Where I’m coming from is the requirement of a copilot, primarily for code but maybe for automating personal tasks as well, and wondering whether to put down the $20/mo for GPT4 or roll out my own personal assistant and run it locally (have an M2 max, compute wouldn’t be a huge issue)
Are there any good tutorials on where to start? Im a FW engineer with a M1 Macbook, I dont know much about AI or LLMs
Look up ollama.ai as a starting point…
https://github.com/oobabooga/text-generation-webui
How much ram do you have? It matters a lot.
For a BIF simplification, think of the models you can run as the size (billion parameter, for example 13B means 13 billion) = 50-60% of your RAM.
If you have 16 GB, you can run a 7B model for example.
If you have 128GB, you can run 70B,
If you are cool just using the command line, ollama is great and easy to use.
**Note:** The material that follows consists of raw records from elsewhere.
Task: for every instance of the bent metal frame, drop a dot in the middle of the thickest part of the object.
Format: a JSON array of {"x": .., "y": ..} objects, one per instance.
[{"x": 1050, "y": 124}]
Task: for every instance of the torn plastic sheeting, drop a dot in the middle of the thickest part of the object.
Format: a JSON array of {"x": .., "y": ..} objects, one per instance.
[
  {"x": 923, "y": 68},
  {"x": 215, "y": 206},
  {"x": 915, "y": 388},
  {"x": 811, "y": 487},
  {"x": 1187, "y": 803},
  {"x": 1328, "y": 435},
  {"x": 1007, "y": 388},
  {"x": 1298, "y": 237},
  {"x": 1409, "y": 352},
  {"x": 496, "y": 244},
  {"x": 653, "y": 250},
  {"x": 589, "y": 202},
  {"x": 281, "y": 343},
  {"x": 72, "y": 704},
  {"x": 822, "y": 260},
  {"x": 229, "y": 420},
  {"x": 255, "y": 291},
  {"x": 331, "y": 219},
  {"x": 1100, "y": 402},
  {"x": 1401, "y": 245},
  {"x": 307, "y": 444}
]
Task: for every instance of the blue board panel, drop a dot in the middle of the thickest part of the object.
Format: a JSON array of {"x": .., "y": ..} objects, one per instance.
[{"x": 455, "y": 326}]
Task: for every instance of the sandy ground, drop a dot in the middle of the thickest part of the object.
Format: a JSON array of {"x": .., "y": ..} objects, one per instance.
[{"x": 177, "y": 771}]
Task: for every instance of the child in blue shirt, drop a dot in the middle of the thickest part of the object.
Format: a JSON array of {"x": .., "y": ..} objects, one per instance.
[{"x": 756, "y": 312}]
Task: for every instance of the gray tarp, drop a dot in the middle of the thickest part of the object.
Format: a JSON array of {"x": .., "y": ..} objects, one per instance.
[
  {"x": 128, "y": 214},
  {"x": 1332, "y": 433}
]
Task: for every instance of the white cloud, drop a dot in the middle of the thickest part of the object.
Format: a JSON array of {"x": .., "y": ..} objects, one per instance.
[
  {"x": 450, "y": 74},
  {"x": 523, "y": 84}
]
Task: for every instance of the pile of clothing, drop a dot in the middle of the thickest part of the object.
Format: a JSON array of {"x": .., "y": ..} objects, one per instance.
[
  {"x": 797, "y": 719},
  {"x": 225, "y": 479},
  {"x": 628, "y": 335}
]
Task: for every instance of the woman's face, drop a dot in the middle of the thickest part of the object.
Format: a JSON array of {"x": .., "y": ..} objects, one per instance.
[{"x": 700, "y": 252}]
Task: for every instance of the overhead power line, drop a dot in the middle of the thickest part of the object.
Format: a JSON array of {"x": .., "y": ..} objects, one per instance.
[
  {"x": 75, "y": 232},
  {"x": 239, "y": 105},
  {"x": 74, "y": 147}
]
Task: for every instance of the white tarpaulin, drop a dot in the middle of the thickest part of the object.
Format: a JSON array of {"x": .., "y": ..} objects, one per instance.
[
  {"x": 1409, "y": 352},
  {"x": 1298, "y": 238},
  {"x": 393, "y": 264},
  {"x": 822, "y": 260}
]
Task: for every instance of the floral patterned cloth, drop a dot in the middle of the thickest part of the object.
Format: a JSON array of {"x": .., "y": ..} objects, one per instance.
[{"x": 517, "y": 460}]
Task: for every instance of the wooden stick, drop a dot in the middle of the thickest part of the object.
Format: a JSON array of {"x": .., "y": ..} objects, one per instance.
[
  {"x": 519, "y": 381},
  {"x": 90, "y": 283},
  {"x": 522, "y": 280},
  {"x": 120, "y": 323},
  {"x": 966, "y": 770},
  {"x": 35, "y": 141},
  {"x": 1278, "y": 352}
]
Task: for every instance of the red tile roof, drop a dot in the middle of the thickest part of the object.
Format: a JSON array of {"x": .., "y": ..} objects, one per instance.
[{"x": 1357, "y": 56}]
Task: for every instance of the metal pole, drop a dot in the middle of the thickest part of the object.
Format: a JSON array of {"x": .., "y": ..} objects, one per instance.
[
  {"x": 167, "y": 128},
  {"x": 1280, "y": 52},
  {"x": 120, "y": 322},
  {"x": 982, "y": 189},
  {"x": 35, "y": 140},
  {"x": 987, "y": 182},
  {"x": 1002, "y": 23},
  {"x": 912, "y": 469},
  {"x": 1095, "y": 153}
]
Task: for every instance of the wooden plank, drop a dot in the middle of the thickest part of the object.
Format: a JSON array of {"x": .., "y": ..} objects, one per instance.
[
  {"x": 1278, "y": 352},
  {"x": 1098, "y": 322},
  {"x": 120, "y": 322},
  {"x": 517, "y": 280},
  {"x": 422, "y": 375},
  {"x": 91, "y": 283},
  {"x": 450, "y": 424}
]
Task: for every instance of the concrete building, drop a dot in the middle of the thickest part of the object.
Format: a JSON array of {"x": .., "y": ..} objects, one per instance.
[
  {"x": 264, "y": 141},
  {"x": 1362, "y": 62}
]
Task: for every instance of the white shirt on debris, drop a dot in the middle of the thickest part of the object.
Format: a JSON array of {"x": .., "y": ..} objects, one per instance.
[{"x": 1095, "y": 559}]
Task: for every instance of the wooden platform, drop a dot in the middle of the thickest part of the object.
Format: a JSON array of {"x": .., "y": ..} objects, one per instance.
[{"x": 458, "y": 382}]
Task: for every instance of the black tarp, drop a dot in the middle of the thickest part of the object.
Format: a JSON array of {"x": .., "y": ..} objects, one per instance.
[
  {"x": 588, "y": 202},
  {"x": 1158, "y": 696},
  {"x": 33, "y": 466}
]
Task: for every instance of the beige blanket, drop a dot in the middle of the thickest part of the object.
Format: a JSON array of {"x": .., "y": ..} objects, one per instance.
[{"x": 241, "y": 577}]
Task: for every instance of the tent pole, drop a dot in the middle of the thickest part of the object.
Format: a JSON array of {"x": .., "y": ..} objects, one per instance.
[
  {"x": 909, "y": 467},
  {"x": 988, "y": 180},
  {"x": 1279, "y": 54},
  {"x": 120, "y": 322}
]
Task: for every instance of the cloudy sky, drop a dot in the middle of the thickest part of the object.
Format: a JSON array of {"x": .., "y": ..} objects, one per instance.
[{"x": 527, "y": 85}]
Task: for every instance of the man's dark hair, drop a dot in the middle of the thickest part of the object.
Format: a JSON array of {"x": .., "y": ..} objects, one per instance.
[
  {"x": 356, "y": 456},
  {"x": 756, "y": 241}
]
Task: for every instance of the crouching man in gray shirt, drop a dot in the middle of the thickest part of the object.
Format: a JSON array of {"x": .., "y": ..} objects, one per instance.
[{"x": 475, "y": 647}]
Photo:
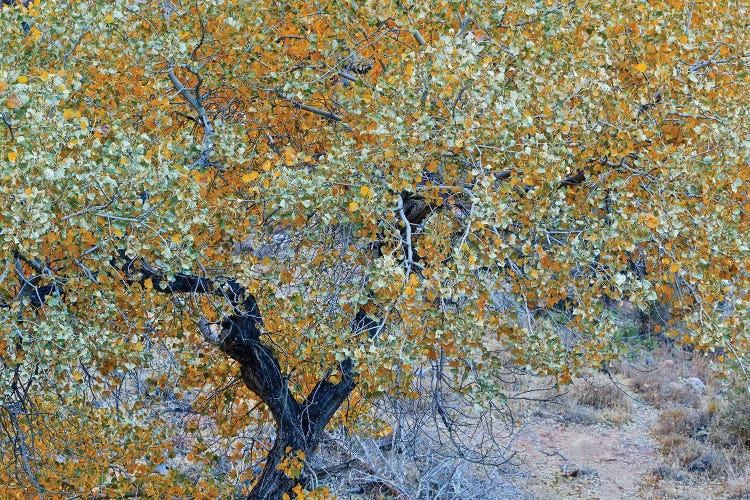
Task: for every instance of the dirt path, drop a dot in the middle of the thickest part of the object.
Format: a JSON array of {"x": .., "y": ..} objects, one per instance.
[{"x": 566, "y": 460}]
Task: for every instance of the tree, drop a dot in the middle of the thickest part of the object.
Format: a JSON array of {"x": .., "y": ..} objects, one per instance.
[{"x": 262, "y": 211}]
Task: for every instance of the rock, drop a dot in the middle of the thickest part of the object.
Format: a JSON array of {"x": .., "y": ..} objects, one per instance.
[{"x": 697, "y": 384}]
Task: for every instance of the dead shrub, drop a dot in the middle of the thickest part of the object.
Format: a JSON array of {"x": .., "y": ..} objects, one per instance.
[
  {"x": 731, "y": 427},
  {"x": 599, "y": 392}
]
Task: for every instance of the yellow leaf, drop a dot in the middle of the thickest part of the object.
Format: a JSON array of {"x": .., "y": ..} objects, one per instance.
[
  {"x": 250, "y": 177},
  {"x": 12, "y": 101},
  {"x": 289, "y": 157},
  {"x": 652, "y": 221}
]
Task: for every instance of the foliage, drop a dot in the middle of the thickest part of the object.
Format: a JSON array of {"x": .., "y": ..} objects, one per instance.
[{"x": 453, "y": 171}]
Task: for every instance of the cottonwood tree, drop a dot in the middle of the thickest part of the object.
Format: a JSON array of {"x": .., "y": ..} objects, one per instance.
[{"x": 269, "y": 212}]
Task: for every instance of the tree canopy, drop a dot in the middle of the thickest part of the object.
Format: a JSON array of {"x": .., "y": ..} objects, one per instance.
[{"x": 242, "y": 214}]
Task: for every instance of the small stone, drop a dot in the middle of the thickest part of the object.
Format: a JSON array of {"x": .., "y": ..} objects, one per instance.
[{"x": 697, "y": 384}]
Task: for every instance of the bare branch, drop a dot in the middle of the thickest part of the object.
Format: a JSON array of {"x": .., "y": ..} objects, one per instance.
[
  {"x": 196, "y": 103},
  {"x": 311, "y": 109}
]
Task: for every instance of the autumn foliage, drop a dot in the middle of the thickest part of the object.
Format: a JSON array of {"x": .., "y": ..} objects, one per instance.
[{"x": 395, "y": 185}]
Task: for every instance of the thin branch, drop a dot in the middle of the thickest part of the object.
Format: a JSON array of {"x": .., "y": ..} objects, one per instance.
[
  {"x": 311, "y": 109},
  {"x": 196, "y": 103},
  {"x": 10, "y": 127}
]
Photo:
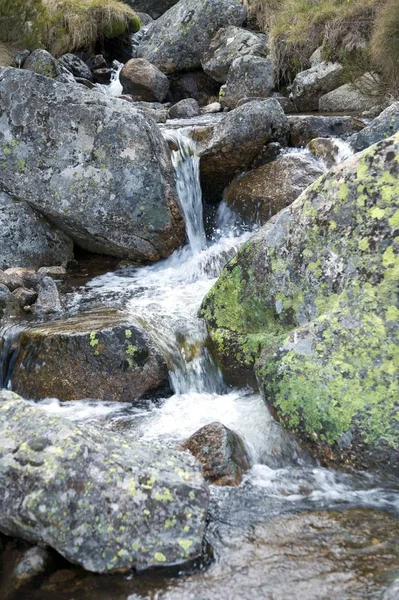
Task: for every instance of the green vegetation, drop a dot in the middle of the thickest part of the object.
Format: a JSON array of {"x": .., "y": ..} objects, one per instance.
[
  {"x": 362, "y": 34},
  {"x": 62, "y": 26}
]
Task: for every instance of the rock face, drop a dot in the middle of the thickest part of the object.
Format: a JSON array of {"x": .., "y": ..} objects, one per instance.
[
  {"x": 310, "y": 85},
  {"x": 144, "y": 81},
  {"x": 236, "y": 142},
  {"x": 386, "y": 124},
  {"x": 305, "y": 128},
  {"x": 28, "y": 240},
  {"x": 228, "y": 44},
  {"x": 221, "y": 452},
  {"x": 93, "y": 355},
  {"x": 95, "y": 167},
  {"x": 176, "y": 41},
  {"x": 261, "y": 193},
  {"x": 42, "y": 63},
  {"x": 102, "y": 503},
  {"x": 310, "y": 305},
  {"x": 249, "y": 76}
]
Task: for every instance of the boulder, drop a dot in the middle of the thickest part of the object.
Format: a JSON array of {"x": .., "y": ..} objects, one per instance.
[
  {"x": 102, "y": 503},
  {"x": 96, "y": 167},
  {"x": 184, "y": 109},
  {"x": 383, "y": 126},
  {"x": 221, "y": 452},
  {"x": 304, "y": 128},
  {"x": 76, "y": 66},
  {"x": 154, "y": 8},
  {"x": 176, "y": 41},
  {"x": 93, "y": 355},
  {"x": 228, "y": 44},
  {"x": 249, "y": 76},
  {"x": 42, "y": 63},
  {"x": 308, "y": 86},
  {"x": 27, "y": 239},
  {"x": 352, "y": 97},
  {"x": 236, "y": 142},
  {"x": 144, "y": 81},
  {"x": 261, "y": 193},
  {"x": 310, "y": 306}
]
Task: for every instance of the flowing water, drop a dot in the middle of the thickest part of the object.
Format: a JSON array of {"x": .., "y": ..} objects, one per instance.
[{"x": 291, "y": 530}]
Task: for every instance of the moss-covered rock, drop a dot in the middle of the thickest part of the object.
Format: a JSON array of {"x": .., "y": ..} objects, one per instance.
[{"x": 310, "y": 306}]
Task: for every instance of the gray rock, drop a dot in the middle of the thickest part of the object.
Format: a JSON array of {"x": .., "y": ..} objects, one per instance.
[
  {"x": 248, "y": 76},
  {"x": 144, "y": 81},
  {"x": 221, "y": 452},
  {"x": 176, "y": 41},
  {"x": 236, "y": 142},
  {"x": 228, "y": 44},
  {"x": 76, "y": 66},
  {"x": 121, "y": 202},
  {"x": 154, "y": 8},
  {"x": 102, "y": 503},
  {"x": 261, "y": 193},
  {"x": 93, "y": 355},
  {"x": 197, "y": 85},
  {"x": 184, "y": 109},
  {"x": 27, "y": 239},
  {"x": 310, "y": 85},
  {"x": 42, "y": 63},
  {"x": 386, "y": 124},
  {"x": 304, "y": 128}
]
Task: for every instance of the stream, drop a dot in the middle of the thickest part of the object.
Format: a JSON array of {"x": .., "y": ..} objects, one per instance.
[{"x": 292, "y": 530}]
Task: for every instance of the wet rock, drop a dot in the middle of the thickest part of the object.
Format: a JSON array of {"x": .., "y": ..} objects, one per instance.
[
  {"x": 154, "y": 8},
  {"x": 34, "y": 562},
  {"x": 93, "y": 355},
  {"x": 76, "y": 66},
  {"x": 197, "y": 85},
  {"x": 352, "y": 97},
  {"x": 310, "y": 306},
  {"x": 221, "y": 452},
  {"x": 54, "y": 272},
  {"x": 42, "y": 63},
  {"x": 176, "y": 41},
  {"x": 386, "y": 124},
  {"x": 249, "y": 76},
  {"x": 144, "y": 81},
  {"x": 104, "y": 504},
  {"x": 304, "y": 128},
  {"x": 184, "y": 109},
  {"x": 121, "y": 202},
  {"x": 261, "y": 193},
  {"x": 26, "y": 238},
  {"x": 310, "y": 85},
  {"x": 236, "y": 142},
  {"x": 228, "y": 44}
]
Otherwise, you could download LMStudio app on Mac, then download a model using the search feature, then you can start chatting. Models from TheBloke are good. You will probably need to try a few models (GGML format most likely). Mistral 7B or llama2 7B is a good starting place IMO.
GPT4all may be the easiest on ramp for your Mac. 7b models run fine on 8gb system, although take much of the memory.